The team from Cottage Labs had a play around with the API to see what we could do with the GtR data during the hackday. We have written a Python client library which can interact with the GtR API, giving developers a quick route to the data and dealing with complexities such as paging through result sets. It currently supports the XML and JSON data formats from the native data format, however it does not currently support the CERIF API. We retrieved all the data from the API and used it to build an index. Using Facetview, we have set up a simple faceted search interface which can be viewed here . We have also set up a rather nice visual interface via Graphview (this is currently a prototype, so does not yet function fully, but gives a nice indication of how the data might be presented when we come to build the G4HE tools.) This can be viewed here.

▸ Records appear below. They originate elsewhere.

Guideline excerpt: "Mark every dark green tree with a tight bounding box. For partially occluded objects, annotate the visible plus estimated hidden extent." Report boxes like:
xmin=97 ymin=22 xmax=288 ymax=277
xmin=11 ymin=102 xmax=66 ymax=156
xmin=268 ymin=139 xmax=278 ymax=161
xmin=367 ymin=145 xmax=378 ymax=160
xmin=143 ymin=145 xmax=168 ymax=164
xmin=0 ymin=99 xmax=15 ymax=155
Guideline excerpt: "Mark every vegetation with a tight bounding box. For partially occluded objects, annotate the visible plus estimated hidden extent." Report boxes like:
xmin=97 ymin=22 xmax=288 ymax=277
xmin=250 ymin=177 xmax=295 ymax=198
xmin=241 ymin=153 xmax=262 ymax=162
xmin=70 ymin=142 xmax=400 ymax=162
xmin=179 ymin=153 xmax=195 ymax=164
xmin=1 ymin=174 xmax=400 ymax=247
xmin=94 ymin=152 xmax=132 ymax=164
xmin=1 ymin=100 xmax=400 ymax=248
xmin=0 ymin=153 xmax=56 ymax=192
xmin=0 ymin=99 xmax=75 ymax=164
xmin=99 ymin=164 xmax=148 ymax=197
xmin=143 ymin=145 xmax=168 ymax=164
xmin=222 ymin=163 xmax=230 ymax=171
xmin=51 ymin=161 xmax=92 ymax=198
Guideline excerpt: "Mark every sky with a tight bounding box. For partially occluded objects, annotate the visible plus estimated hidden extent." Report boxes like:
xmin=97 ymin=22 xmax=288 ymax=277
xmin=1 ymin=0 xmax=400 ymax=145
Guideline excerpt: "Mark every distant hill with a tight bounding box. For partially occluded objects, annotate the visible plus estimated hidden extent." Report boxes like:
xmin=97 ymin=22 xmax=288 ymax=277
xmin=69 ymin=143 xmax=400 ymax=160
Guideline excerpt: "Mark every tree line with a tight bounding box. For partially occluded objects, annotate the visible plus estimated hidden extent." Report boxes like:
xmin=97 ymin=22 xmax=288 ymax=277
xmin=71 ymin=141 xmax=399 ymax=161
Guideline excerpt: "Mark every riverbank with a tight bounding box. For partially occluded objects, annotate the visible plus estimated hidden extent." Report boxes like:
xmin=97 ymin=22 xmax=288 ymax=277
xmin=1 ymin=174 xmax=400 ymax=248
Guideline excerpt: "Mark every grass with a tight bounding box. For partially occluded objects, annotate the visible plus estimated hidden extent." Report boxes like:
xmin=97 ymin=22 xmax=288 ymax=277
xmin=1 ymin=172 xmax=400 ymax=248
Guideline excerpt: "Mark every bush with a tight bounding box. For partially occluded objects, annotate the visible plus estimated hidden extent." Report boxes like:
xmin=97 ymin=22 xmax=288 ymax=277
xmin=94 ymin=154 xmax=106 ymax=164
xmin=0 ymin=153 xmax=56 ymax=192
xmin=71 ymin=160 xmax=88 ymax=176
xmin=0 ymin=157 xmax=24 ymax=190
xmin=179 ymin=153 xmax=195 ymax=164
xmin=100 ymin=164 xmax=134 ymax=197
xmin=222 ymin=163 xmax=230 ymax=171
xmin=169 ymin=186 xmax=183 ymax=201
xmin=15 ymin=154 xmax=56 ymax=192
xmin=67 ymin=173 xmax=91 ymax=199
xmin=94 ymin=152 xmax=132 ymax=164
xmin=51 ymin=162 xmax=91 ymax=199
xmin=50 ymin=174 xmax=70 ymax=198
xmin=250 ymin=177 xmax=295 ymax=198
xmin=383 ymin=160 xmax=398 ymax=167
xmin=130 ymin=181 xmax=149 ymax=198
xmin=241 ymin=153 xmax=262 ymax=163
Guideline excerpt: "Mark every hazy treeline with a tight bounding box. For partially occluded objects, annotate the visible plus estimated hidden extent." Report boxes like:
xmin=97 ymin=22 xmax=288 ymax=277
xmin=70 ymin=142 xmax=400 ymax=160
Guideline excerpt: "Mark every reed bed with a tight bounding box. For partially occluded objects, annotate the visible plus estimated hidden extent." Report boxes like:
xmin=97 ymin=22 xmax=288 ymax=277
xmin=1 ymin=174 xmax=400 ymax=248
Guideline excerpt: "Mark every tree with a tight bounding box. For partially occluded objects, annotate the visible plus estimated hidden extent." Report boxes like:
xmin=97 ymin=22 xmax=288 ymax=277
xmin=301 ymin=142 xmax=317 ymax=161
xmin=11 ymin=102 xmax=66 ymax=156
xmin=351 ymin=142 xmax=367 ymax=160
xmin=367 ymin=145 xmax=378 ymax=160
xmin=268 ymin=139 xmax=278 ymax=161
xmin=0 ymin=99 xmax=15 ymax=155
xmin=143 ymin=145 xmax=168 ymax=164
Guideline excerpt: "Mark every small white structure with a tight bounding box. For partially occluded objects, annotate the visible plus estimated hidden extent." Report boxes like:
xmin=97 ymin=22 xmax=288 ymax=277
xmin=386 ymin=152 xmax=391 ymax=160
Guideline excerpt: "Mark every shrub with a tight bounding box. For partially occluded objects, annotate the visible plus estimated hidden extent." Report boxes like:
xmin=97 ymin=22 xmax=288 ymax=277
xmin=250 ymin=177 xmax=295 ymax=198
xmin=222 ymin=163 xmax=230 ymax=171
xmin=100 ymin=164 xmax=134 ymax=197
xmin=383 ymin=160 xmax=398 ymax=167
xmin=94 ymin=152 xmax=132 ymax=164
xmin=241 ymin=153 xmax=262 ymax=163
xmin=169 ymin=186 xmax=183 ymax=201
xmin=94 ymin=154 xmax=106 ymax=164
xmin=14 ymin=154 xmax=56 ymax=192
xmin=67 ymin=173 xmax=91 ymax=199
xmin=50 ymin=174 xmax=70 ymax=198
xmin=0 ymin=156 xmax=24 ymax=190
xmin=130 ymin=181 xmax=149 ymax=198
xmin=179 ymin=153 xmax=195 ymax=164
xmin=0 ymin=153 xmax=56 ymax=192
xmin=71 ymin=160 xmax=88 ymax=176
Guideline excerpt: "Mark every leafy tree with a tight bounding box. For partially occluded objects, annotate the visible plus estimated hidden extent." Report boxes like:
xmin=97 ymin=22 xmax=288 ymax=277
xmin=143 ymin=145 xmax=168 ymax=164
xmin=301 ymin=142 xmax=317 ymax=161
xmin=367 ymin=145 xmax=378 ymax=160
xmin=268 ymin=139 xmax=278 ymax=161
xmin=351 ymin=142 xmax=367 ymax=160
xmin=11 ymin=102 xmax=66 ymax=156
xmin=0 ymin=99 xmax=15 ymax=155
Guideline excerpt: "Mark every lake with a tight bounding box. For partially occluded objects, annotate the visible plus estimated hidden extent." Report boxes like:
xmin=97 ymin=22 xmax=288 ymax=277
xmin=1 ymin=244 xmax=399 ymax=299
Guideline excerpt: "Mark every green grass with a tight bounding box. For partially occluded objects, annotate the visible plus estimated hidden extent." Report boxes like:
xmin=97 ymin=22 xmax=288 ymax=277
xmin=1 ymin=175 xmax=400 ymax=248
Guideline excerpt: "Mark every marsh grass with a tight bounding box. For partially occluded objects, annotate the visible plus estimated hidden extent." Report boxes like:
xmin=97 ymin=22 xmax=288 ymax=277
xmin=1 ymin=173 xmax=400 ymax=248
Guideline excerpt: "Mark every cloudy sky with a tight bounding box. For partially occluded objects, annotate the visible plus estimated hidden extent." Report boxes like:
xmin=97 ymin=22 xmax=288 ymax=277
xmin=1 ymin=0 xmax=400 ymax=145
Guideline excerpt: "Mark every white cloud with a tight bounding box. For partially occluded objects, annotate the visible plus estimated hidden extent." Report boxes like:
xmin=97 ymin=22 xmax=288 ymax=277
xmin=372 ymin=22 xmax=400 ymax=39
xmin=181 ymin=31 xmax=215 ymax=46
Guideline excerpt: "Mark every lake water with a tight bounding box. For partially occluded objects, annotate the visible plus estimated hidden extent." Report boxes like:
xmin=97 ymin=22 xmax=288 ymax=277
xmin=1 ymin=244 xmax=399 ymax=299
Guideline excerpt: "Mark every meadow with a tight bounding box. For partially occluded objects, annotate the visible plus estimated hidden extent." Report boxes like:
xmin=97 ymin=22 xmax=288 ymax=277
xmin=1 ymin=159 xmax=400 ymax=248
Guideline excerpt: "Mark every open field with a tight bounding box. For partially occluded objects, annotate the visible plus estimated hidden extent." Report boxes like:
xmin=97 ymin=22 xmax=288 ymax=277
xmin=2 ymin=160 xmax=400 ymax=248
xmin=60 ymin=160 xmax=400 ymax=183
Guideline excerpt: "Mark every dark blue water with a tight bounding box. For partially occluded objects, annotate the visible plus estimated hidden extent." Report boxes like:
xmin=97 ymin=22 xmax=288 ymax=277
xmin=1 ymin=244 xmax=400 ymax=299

How does this affect the use cases?
What we were able to ascertain from the hackday is that of the use cases currently outlined, none are blocked by the current state of the data or by the API; some could be better answered by additional data being made available – something which could be achieved through future engagement and motivating users to provide such additional data. This will require community development rather than (or in addition to) technical development – e.g. a desire and agreement on how best to provide such data – formats, naming conventions, reporting standards, etc. and how best to make it worthwhile for people to put post-data in, such as research outputs after a project is complete.
So what’s next?
Based on the work our developers were able to do at the hackday, we have discovered the following:
Our top three use cases are do-able on the basis of grants information available on GtR:
- As a Research Manager I want to report to senior management about key collaborations within the grant portfolio because they need to identify institutions with whom to build partnerships
- As a senior manager/head of research I want to be able to benchmark funding awarded between groups of researchers at my institution with groups at other institutions because I want to ensure that we are performing at the expected level
- As a senior manager/head of research I want to be able not just to see who we are collaborating with in particular areas but also which other institutions engaged in the same area are not collaborating with us because I want to identify possible future collaborations in my area of interest
The remaining two are conceptually possible but would require clarification of the terms “commercial/industrial partners”, “knowledge transfer”, and “department”:
- As a research manager I want to see number and value of collaborations with commercial/industrial partners because it helps me understand the value and extent of our knowledge transfer activities and information that could be helpful for internal and external (e.g. HE-BCI) reporting
- As a senior manager/research group leader I want to see how much a department has brought in because it helps me show the success of our groups
The next steps for the project team will be to define the project deliverables based on the above use cases, along with plans for sustaining the deliverables after the end of our project.